Comme le dit ici Darwin, il ne s’agit donc que de métaphores : ce n’est pas à prendre à la lettre. Mais comment pouvons nous comprendre la sélection naturelle sans recourir à un vocabulaire finaliste ? Comme le constate déjà Darwin, le concept de sélection naturelle prête à de multiples confusions (Cf. L’origine des espèces…, op. cit., p.126.). Ce n’est ni une force active, ou une puissance divine, ni un choix conscient opéré par l’individu qui viserait en quelque sorte son adaptation. Tout au plus y a-t-il une apparence de finalité, d’orientation vers un ou des buts : « A première vue, le secteur biologique semble être soumis à la finalité. Les organismes sont constitués comme selon un plan opportunément dressé et opèrent comme s’ils poursuivaient à dessein un but conscient. Mais la vérité gît dans ces deux mots « comme si ». Comme le génie de Darwin l’a montré, la finalité est seulement apparente. » (Julian HUXLEY, L’évolution en action, trad. fr. d. Lucccioni, Paris, PUF, 1956.). Mais voyons de plus près cette fameuse sélection naturelle.
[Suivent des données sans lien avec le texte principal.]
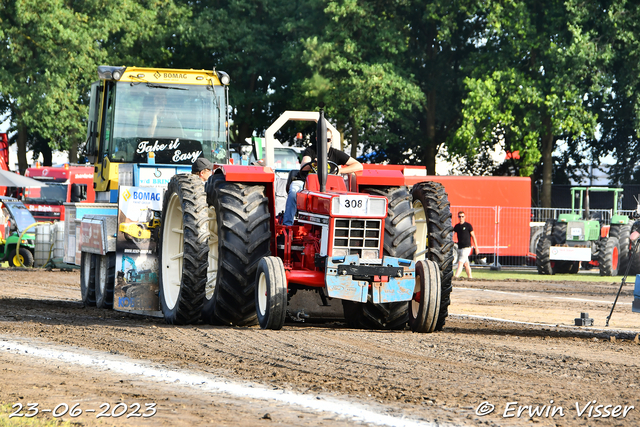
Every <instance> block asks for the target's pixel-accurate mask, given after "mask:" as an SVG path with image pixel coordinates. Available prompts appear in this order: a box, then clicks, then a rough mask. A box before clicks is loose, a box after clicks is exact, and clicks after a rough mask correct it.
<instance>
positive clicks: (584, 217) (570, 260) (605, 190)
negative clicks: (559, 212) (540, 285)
mask: <svg viewBox="0 0 640 427" xmlns="http://www.w3.org/2000/svg"><path fill="white" fill-rule="evenodd" d="M589 192H612V193H613V212H612V216H611V225H610V227H609V229H608V230H607V227H606V226H603V223H602V221H601V219H600V218H597V217H595V216H592V215H591V213H590V211H589ZM621 193H622V188H607V187H573V188H571V213H568V214H561V215H559V216H558V219H557V220H555V219H551V220H547V222H546V223H545V226H544V230H543V233H542V237H541V238H540V240H539V241H538V245H537V247H536V266H537V267H538V273H540V274H556V273H573V274H575V273H577V272H578V270H580V263H581V262H582V263H583V265H584V266H585V267H587V268H589V267H592V266H598V267H599V268H600V275H601V276H615V275H617V274H618V272H621V273H622V272H624V271H625V270H626V268H627V264H628V262H629V243H630V242H629V235H630V234H631V223H630V221H629V217H628V216H625V215H620V214H619V213H618V203H619V202H621V201H622V196H621ZM576 198H579V199H580V203H579V206H584V209H583V210H582V212H581V209H580V208H579V207H576V206H575V205H576V203H575V202H576Z"/></svg>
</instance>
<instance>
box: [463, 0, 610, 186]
mask: <svg viewBox="0 0 640 427" xmlns="http://www.w3.org/2000/svg"><path fill="white" fill-rule="evenodd" d="M490 6H492V7H490V8H489V10H490V13H489V14H488V16H487V24H488V25H487V27H486V32H485V34H484V38H483V41H484V42H485V44H484V46H483V47H482V49H481V51H480V53H479V55H478V64H479V65H478V66H477V67H476V68H475V69H474V73H473V76H471V77H468V78H467V79H465V85H466V87H467V90H468V94H467V96H466V98H465V99H464V101H463V106H464V107H463V115H464V121H463V123H462V125H461V126H460V128H459V129H458V130H457V134H456V141H455V142H454V143H453V144H452V146H451V150H452V152H454V153H460V154H466V155H474V154H475V153H478V152H481V151H487V150H489V149H492V147H493V146H494V145H495V144H499V145H500V146H502V147H504V149H506V150H510V151H515V150H519V151H520V155H521V158H522V160H521V165H520V174H521V175H523V176H529V175H531V174H532V173H533V171H534V169H535V167H536V165H537V164H538V163H539V161H540V159H541V151H542V149H543V143H542V138H543V137H544V136H545V135H546V134H547V133H548V132H551V135H552V136H553V141H557V140H558V139H561V138H566V137H569V136H579V135H587V136H592V135H593V133H594V130H595V127H596V117H597V116H596V114H594V113H593V112H592V111H591V110H590V109H589V108H588V104H587V103H586V102H585V99H584V98H585V94H588V93H589V92H591V91H593V90H594V89H596V90H597V89H599V88H600V85H601V83H602V80H603V77H602V76H601V75H600V73H599V72H598V70H597V69H594V65H595V64H597V63H598V62H599V61H602V60H603V56H606V55H608V53H607V52H606V51H604V52H602V51H601V49H598V48H597V47H596V46H595V42H593V40H592V39H591V38H590V37H588V36H585V35H584V34H583V32H582V29H581V27H579V26H578V25H576V24H575V22H576V21H579V17H577V16H576V15H575V13H574V10H576V9H579V8H577V6H574V5H573V4H572V2H564V1H556V0H548V1H537V0H536V1H512V2H492V3H491V4H490ZM545 119H548V123H549V125H548V127H547V125H546V124H545ZM551 149H552V147H551Z"/></svg>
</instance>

Pour mieux en comprendre les mécanismes, nous nous appuyons sur Ernst Mayr. dans son Histoire de la biologie (Cf. Histoire de la biologie. diversité, évolution et hérédité, Paris, Le Livre de Poche, 1989.), il distingue cinq observations fondamentales dans la théorie de Darwin :

  1. Tout d’abord, la population des espèces devrait sans cesse augmenter si chaque individu assurait sa descendance.
  2. Pourtant, les populations restent stables, sauf exception.
  3. Les ressources naturelles, c’est-à-dire la nourriture mais également l’espace, sont en quantité limitée.
  4. dans une même population, tous les individus sont différents les uns des autres, il y a une variabilité.
  5. Plusieurs de ces différences sont transmises, héréditairement, d’une génération à une autre.

De ces observations découlent alors trois déductions :

  • A- des trois premières observations est déduit le « fait » qu’il y a une concurrence entre les divers individus et les diverses populations qui permet un équilibre de celles-ci.
  • B- de cela et de l’observation de la variabilité est déduit que l’issue (la survie ou la disparition) de la concurrence, déduite auparavant, dépend des capacités de l’individu à affronter son milieu.
  • C- de ces deux premières déductions et de l’observation du fait qu’il y a des variations est déduit que la sélection naturelle est à l’origine de la diversité du vivant (les différentes espèces) et de l’émergence de nouveauté.

Ainsi y a-t-il une variabilité (que Darwin n’explique pas, et dont l’origine sera ultérieurement découverte dans la réplication de l’AdN) au c œur du vivant. Quelques-unes des différences qui apparaissent peuvent procurer un avantage pour la descendance pour le porteur d’une de ces variations. Cet avantage passe par le fait que le porteur pourra vivre plus longtemps, et aura, par conséquent, une possibilité de reproduction plus importante. Les descendants porteurs de cette ou de ces différences seront plus nombreux que ceux qui n’en sont pas porteurs. Or les ressources sont limitées, ce qui se traduit par une pression du milieu : il ne peut pas y avoir, pour une espèce donnée, de multiplication à l’infini. Les individus porteurs de variations qui procurent un avantage pour la descendance prendront donc, petit à petit, la place des individus qui n’en sont pas dotés. La sélection naturelle permet ainsi d’expliquer la transformation et l’adaptation des différentes espèces tout en se passant de la notion de finalité, devenue inutile. L’extrême diversité du vivant repose sur la variabilité et sur la pression du milieu, et l’adaptation s’explique par la disparition des inadaptés (qui étaient en compétition, dans ce monde aux ressources finies, avec d’autres variétés). La théorie de Darwin permet de rendre compte de la finalité externe qui semblait résider dans le phénomène d’adaptation. Tout s’explique par le rôle de filtre (Le modèle du filtre a d’ailleurs été exploité dans d’autres domaines que l’explication du vivant. Il est par exemple possible, en ce qui concerne le marché, d’analyser l’équilibre entre l’offre et la demande, qui n’est planifié par aucun individu particulier, mais semble être régi par une « main invisible » comme résultant du passage à travers le filtre de la concurrence. Cf. Adam Smith, la richesse des nations.) que joue la pression du milieu.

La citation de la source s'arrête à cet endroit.